Herkes hemen her şeyden şikayetçi… Sabah uyanıp güne başlarken kimse gününün kötü geçmesini istemez, beklemez de… Hatta şu motto ile yola çıkmaz mıyız? ‘‘İyi düşün iyi olsun.’’
Tamam da, bakalım iyi düşünenlerin karşısına çıkanlar ne kadar iyi düşünüyorlar? Diyeceksiniz ki; spor yazarı nerelere daldı böyle..!
Haklısınız, ama bir yere bağlayacağım bu başlangıcı…
Hayat gibi hayatımızın en keyifli olayı spor ve onun en geniş kitlelere hitabeden ‘‘Futbol dünyasındaki’’ gelişmelerden ve gidişattan da mutlu değiliz..
Futbol, endüstriyel kimlik kazanıp iddia ve bahis oyunlarının devreye girmesi ile ‘‘saflığını’’ kaybetti. Bu alanda görev yapan hemen herkes zaman zaman zan altında kalabiliyor. Bu konuda elimizde kesin kanıt olmadan konuşmamız ve yazmamız doğru olmaz, ancak böyle varsayımlarda bulunabiliriz.
Futbol, yetenek ve zeka oyunu olduğu kadar, şimdilerde fiziğe dayalı oynanmaya başlandı ve siyahi oyuncular genellikle ilk tercihler oluyorlar.
Afrika başta olmak üzere az gelişmiş ülke çocukları, ülkelerini sömürenlerle aynı sahayı paylaşarak ekmeğinin peşindeler.
Bir de hayata tutunmaya çalışan, fazla kromozonlar nedeni ile vücutlarındaki metal yığınlarından dolayı farklı olan ‘‘ÖZEL BİREYLER’’ var. Spor yaparak sorunlarını en aza indirgemeye çalışan, iyileşme umudu taşıyan otizm spektrum bozukluğu olan bireylerimiz…
TV programcılığım döneminde beş yıl bu alanda yayın yaptım ve birçok kurum sahibi, akademisyen, eğitimci ile konuyu ekranlara taşıyıp çözüm yollarını izleyicilere aktarmaya aracı oldum.
Tam burada o güzel insanların evden, eğitim salonundan açık havaya, sahaya çıkmaları için bir proje geliştirdim ve tanıdığım kurum yetkilileri ile bu fikrimi paylaştım. Hemen hepsi büyük bir mutlulukla karşıladılar, hemen bir oluşum sağlayıp toplandık.
Merkezi Ankara da olan, Türkiye Özel Sporcular Federasyonu ile iletişime geçtim, bilgiler alıp toplantıya geldim. Halihazırda Türkiye’de, Marmara bölgesi haricinde dört bölgede 12 takımın gruplar halinde sahaya çıktığını öğrendim.
Marmara bölgesinde en az üç veya dört takım ile bir grup oluşturabilirseniz takımları federasyon bünyesine alırız, bundan da memnuniyet duyarız dediklerini toplantıda paylaştığımda herkes büyük bir istek ve heyecanla, ‘‘En az dört takım oluşturabiliriz’’ dediklerinde benim mutluluğumu görmeniz gerekirdi..
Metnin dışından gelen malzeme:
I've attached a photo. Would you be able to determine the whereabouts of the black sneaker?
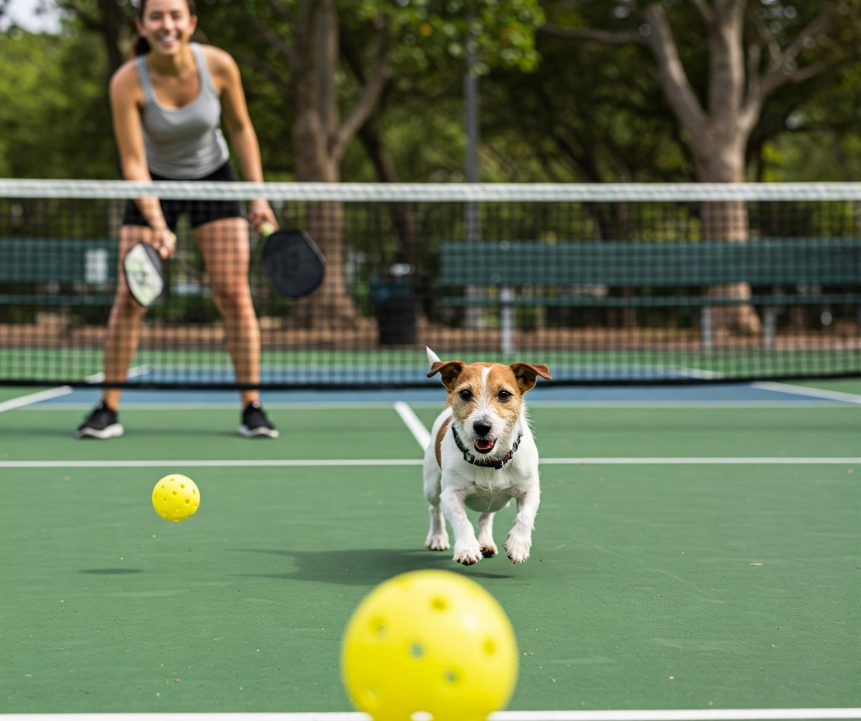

Kadıköy Belediyesinin halı sahalarında toplanıp ailelere çağrı yapmayı planladık. Ardından, İstinye’deki İstanbul Amatör Spor Kulüpleri binasında geniş katılımlı bir toplantıda icra kurulumuzu oluşturup yol haritamızı belirledik. İnanılmaz iyi niyet, istek ve arzu ile çıktığımız o yoldan bizi, dünyayı sarsan Covit illeti alıkoydu. Ha bu gün ha yarın normalleşir ortalık derken iki yıl sürdü. Herkesin gardı düşmüş, oluşturduğumuz WhatsApp grubundaki paylaşımlarıma dahi cevaplar gelmez oldu. Pandemi boyunca bir inşaat firmasının sponsorluğu ile yayınlarımız devam etti. O imkan bitince konuğum olan özel eğitim merkezleri de birleşip destek vermeyince program devam etmedi.. Programdan vazgeçtim, çocuklar için planladığımız futbol takımları oluşturma projemizle dahi ilgilenmediler!!
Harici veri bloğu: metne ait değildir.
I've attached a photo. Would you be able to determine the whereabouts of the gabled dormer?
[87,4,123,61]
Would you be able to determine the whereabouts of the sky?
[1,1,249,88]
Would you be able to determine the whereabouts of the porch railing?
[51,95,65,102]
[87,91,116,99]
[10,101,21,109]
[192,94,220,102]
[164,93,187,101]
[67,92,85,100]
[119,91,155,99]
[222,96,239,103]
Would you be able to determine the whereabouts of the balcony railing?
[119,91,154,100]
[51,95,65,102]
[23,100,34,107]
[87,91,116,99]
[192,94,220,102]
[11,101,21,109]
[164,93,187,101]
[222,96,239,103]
Kısacası; ülkemizde herkes her şeyi başkasından bekliyor, maddiyattan vazgeçtim, manevi desteğini bile esirgiyorlar. Sonra da diyoruz ki; ‘‘Neden başaramıyoruz?’’ Hal böyle olunca da çıktığınız yolda yalnız ve çaresiz kalıyorsunuz.
İstediğiniz kadar iyi düşünün… Yalnızsanız başarmanız imkansızlaşıyor.
Özel çocuklarımız adına çok ama çok üzgünüm.